Les technologies nouvelles ou modernes quant à elles se
montrent plus efficaces par leur rapidité, leur grand rendement et par
le repos qu'elles procurent à l'homme dans l'exécution des
tâches. La raison en est que la plupart de ces technologies
bénéficient de la motorisation avec pour source d'énergie
la vapeur d'abord et par la suite le carburant et l'électricité.
Les technologies modernes sont essentiellement industrielles.
L'expression de "nouvelles technologies" est beaucoup plus
récente et date des années 1980. Elles sont fondées sur la
micro-électronique.
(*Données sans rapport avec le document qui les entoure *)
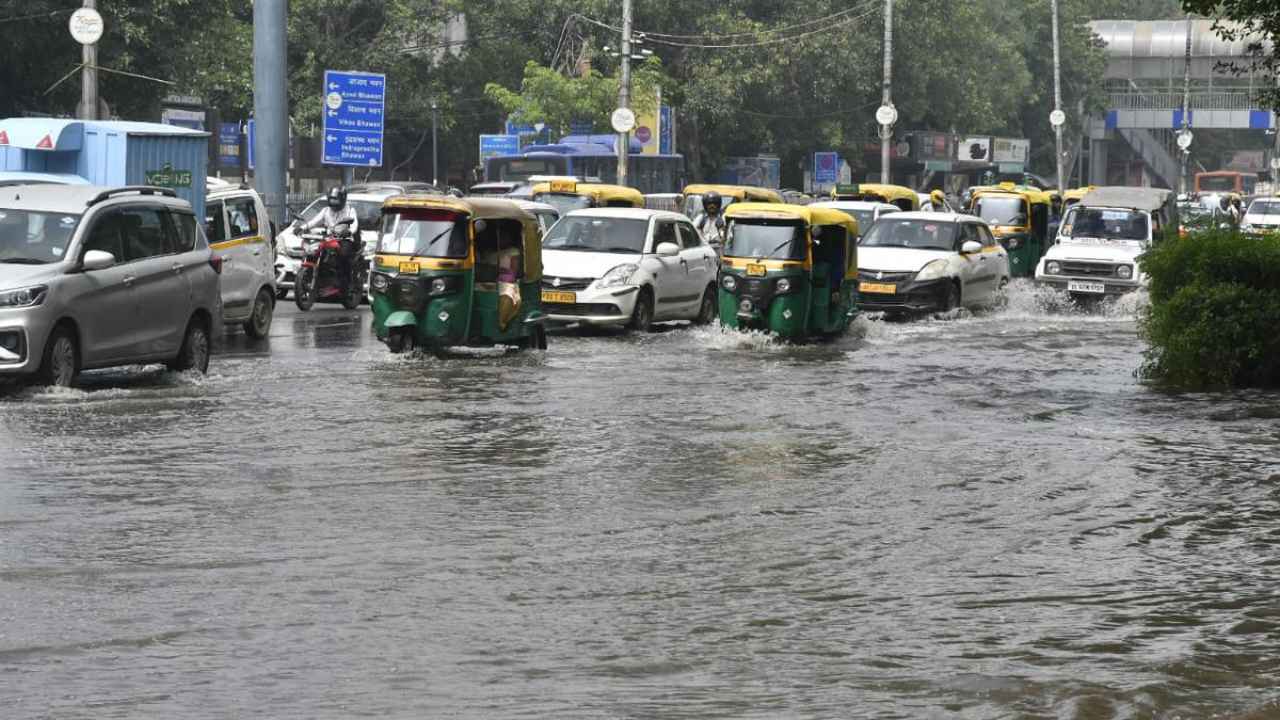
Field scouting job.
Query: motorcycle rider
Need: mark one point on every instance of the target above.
(711, 223)
(338, 212)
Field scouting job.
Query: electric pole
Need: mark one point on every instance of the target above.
(1057, 105)
(270, 105)
(88, 74)
(625, 91)
(887, 95)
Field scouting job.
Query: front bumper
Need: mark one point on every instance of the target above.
(594, 306)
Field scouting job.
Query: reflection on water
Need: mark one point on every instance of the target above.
(982, 515)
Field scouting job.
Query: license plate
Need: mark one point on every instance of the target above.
(1084, 286)
(882, 288)
(560, 297)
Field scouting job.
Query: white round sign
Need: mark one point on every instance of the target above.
(624, 119)
(86, 26)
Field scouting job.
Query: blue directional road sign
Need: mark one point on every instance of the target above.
(353, 118)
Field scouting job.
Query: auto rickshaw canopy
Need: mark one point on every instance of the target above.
(739, 192)
(904, 197)
(483, 209)
(602, 195)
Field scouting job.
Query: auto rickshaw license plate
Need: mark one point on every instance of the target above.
(560, 297)
(882, 288)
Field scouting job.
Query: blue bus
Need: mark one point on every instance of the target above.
(589, 156)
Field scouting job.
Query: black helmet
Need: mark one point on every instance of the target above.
(337, 197)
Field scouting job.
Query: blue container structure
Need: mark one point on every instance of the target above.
(110, 153)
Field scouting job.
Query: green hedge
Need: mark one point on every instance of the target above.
(1214, 319)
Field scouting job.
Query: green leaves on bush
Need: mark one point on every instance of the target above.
(1214, 319)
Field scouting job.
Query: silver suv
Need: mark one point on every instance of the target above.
(94, 277)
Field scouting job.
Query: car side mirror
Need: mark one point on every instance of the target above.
(97, 260)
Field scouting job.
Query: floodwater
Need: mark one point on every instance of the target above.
(978, 516)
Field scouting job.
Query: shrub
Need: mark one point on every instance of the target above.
(1214, 319)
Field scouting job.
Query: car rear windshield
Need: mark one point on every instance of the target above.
(425, 233)
(780, 240)
(35, 238)
(586, 233)
(914, 233)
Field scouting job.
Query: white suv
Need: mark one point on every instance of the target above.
(627, 267)
(238, 231)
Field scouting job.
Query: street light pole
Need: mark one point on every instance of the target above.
(1057, 104)
(625, 91)
(887, 94)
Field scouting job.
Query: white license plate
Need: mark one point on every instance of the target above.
(1084, 286)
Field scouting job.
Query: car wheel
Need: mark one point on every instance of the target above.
(709, 308)
(193, 354)
(259, 323)
(304, 290)
(62, 359)
(641, 317)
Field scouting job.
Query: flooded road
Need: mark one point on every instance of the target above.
(984, 516)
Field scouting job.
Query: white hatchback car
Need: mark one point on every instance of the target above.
(923, 261)
(627, 267)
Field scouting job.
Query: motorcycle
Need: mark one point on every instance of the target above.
(318, 276)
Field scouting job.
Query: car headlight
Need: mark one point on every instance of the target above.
(618, 276)
(936, 269)
(23, 297)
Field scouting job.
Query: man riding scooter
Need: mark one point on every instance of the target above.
(338, 212)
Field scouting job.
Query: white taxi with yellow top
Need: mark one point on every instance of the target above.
(929, 261)
(238, 231)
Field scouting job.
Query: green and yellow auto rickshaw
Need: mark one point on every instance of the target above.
(904, 197)
(567, 195)
(1019, 218)
(789, 269)
(457, 273)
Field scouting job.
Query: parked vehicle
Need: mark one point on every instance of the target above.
(567, 195)
(730, 194)
(1102, 238)
(789, 269)
(864, 212)
(1020, 218)
(929, 261)
(903, 197)
(451, 273)
(94, 277)
(627, 268)
(238, 231)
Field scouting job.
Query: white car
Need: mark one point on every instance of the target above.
(288, 245)
(862, 210)
(627, 267)
(1262, 215)
(238, 231)
(924, 261)
(1101, 238)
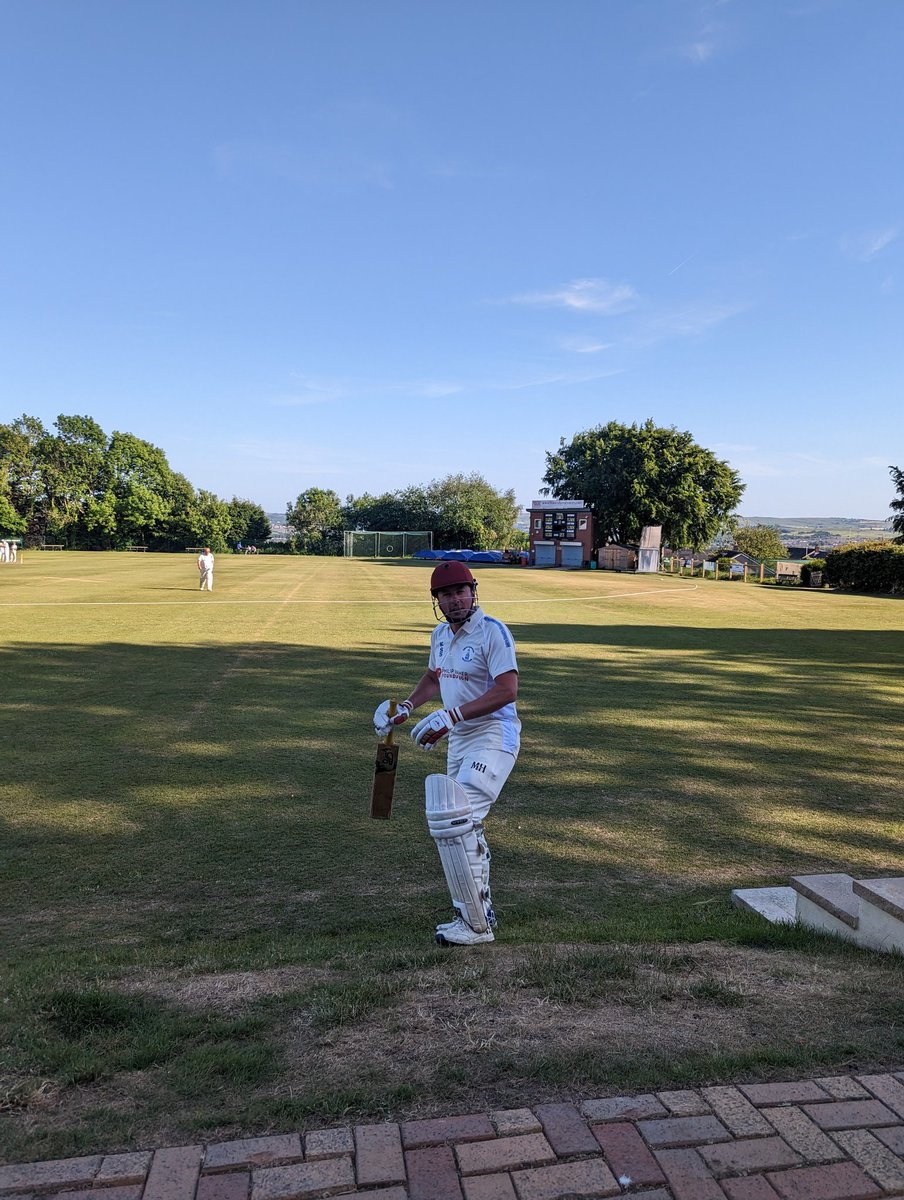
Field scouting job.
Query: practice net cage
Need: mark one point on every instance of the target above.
(387, 544)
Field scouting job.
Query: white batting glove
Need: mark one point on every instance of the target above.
(383, 723)
(435, 727)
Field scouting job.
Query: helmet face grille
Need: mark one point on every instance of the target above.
(449, 575)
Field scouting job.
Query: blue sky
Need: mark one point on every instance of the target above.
(363, 244)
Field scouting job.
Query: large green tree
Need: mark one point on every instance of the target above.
(897, 505)
(634, 475)
(250, 523)
(72, 463)
(317, 516)
(468, 513)
(22, 444)
(760, 541)
(461, 510)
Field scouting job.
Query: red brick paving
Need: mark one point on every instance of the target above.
(836, 1138)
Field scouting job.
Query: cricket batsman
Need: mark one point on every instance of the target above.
(473, 669)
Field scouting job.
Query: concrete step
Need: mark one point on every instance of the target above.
(869, 912)
(827, 903)
(777, 905)
(881, 913)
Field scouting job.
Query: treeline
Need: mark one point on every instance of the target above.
(461, 510)
(78, 487)
(867, 567)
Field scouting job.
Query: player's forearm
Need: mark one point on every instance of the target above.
(503, 691)
(424, 690)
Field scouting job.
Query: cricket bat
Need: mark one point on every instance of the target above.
(384, 774)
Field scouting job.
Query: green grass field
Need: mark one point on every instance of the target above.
(207, 935)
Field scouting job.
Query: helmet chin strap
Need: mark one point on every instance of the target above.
(441, 616)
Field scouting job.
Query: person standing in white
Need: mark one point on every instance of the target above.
(205, 565)
(473, 667)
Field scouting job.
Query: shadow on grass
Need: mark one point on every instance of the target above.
(201, 789)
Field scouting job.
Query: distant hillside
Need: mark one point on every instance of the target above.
(825, 531)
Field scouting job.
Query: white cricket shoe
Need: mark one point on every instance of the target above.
(458, 921)
(461, 934)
Selon Ajit Bhalla (1992 : 458) "leur introduction
modifie la structure professionnelle de la main-d'oeuvre au
bénéfice de la programmation et des compétences
générales, et au détriment d'une spécialisation
trop poussée". Ces nouvelles technologies sont concentrées et
contrôlées par les grandes firmes multinationales.
Dans le contexte africain, sont considérés comme
technologies traditionnelles celles d'avant la période coloniale, et
modernes toutes celles issues du contact avec l'Occident. Les informations que
nous détenons sur les technologies traditionnelles grâce aux
historiens révèlent que les sociétés africaines,
comme les autres dans le monde, étaient techniquement bien
équipées et connaissaient une évolution technologique
intéressante. Nous lisons par exemple que le premier millénaire
de l'ère chrétienne, dans les sociétés de l'Afrique
subsaharienne, se caractérise par des changements fondamentaux dans tous
les domaines : "L'économie passe du stade du parasitisme à celui
de la maîtrise des moyens de production alimentaire
végétale et animale. De même la technologie rudimentaire,
en grande partie fondée sur l'utilisation de la pierre et du bois, fait
place à une technologie beaucoup plus complexe fondée sur
l'emploi de divers métaux parallèlement à celui de la
pierre" (Posnansky, 1987 : 503). Déjà dès ce premier
millénaire (+ 800) les sociétés africaines disposaient de
moyens techniques pour l'exploitation des minéraux (le cuivre, le fer,
le sel, l'or...).
De la colonisation à nos jours, l'Afrique
bénéficiera, pour son développement, de plusieurs
transferts de technologies occidentales. C'est de ce choc de cultures que les
technologies locales seront appelées traditionnelles et les nouvelles
venues modernes.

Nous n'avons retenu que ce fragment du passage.